Dans sa première grande œuvre véritablement jungienne, Métamorphoses de l’âme et ses symboles de 19126, Carl Gustav Jung, qui n’était pas encore le « sage de Küsnacht » mais l’expert mondial de la schizophrénie, commence par distinguer deux grandes modalités de pensée : la pensée dirigée et la pensée par images. Sans vouloir trop entrer dans des détails un peu techniques, je rappellerai seulement que la différence principale entre ces deux modalités est représentée par l’activation ou non activation de la volonté, donc du Moi qui est au centre du système Conscience. C.G. Jung parle de pensée dirigée précisément pour marquer cette différence essentielle par rapport à la pensée par images et donc à l’imagination, ou à un certain type d’imagination qui ne répond pas ou n’est pas dominée par le Moi. Bien sûr, ce dernier n’y est jamais totalement absent, mais il subit la dynamique des images plutôt que de la contrôler ou de la déterminer. Un peu comme un marin pourrait conduire sa barque pendant une tempête.

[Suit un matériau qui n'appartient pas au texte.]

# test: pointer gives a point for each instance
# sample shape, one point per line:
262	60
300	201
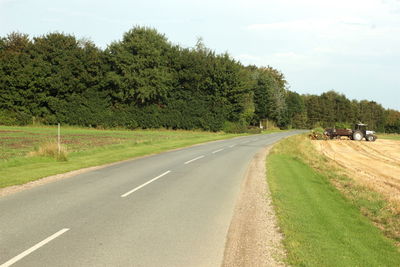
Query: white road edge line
189	161
143	185
35	247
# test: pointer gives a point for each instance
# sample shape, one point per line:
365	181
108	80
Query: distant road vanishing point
170	209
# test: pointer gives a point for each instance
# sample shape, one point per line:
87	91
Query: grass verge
322	225
86	148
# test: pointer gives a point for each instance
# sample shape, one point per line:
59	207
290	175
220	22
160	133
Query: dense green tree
145	81
139	69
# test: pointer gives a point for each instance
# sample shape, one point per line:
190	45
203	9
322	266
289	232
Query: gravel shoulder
254	238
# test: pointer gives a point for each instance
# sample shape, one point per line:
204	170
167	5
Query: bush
234	127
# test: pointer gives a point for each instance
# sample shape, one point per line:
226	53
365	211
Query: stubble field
375	165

Tout comme certains divulgateurs éclairés de philosophie orientale (songeons par exemple à Osho) ont souvent fait remarquer la grande difficulté des modernes occidentaux à faire le vide en soi et à s’arrêter de penser, C.G. Jung a eu beaucoup de mal à faire entendre, à ses analysants comme au public, ce qu’est son « imagination active ». Celle-ci est devenue un atout complémentaire dans la voie d’exploration de l’inconscient, bien qu’au tout début il ne s’agissait que d’une sorte de jeu ou d’exercice très personnel. Nous y reviendrons. La pensée est donc dirigée par la conscience (ce que l’on connaît ou croit connaître de soi et du monde). L’imagination par contre tend à imposer ses images qui émergent des flots de l’inconscient, ce qui revient à dire que ces images détiennent une autonomie et une force qui leur sont propres. C’est ce qui fait en partie le « charme » de cette conception de l’inconscient. C.J. Jung parle, en reprenant le terme du théologien Rudolf Otto, de la numinosité des images inconscientes qui peuvent parfois, dans les cas plus graves, s’imposer jusqu’à la psychose, laquelle s’explique précisément par l’imposition du monde intérieur sur la réalité extérieure. (diff. vision/hallucination)

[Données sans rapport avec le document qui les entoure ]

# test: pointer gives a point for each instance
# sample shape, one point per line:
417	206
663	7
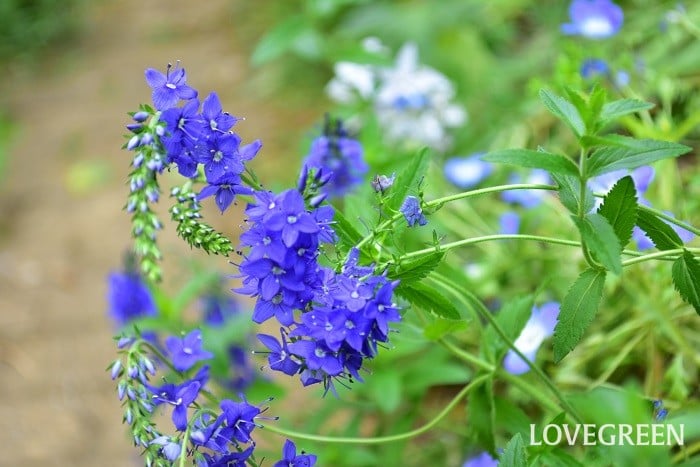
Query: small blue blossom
291	459
593	19
467	172
539	327
169	88
129	298
482	460
527	198
186	351
412	211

C.G. Jung était de par son caractère vraisemblablement porté à s’intéresser et donc à étudier cet aspect de la psyché. En réalité, l’imagination active s’enracine dans certaines expériences précoces. Dans son autobiographie7 il fait part d’un jeu très particulier qu’il avait inventé lorsqu’il était enfant. Ce jeu consistait à fixer le personnage d’un tableau jusqu’à ce qu’il le vit bouger et même quitter la toile et descendre les escaliers. Pour les Romains de l’Antiquité le numen des choses était précisément le signe envoyé par une divinité. Ils fixaient la statue d’un dieu et s’attendaient à le voir faire un signe, qu’il fallait ensuite interpréter, évidemment.
Voir suite, parties 2/3 et 3/3, à venir…
Antoine Fratini, Bore 2022
1 U. Galimberti, Psiche e techne, Feltrinelli, Milan 1999.

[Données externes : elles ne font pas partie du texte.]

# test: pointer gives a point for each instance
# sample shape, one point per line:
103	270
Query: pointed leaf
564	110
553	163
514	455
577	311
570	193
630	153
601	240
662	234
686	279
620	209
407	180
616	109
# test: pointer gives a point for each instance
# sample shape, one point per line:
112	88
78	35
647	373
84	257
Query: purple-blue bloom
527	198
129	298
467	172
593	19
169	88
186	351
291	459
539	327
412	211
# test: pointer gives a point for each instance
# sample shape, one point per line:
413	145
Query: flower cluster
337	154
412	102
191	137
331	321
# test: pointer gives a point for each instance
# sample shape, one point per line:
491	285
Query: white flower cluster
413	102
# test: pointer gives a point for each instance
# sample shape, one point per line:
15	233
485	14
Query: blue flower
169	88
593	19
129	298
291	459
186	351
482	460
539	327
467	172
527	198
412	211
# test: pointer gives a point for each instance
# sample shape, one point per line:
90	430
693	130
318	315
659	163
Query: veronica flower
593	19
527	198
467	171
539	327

2 Il s’est vu installé dans un ascenseur cosmique en train de chuter et s’est demandé ce que deviendrait la clé qu’il laisserait tomber de sa main…
3 A. Fratini, Vivere di fumo, Book Editore, Bologna 1991.
4 C.G. Jung, Types psychologiques,
5 A. Fratini, Au nom d’Économie. Croyances, cultes, liturgies et tabous de la religion unique, Edilivre, Paris 2019.
6 C.G. Jung, Wandlungen der libido, 1912.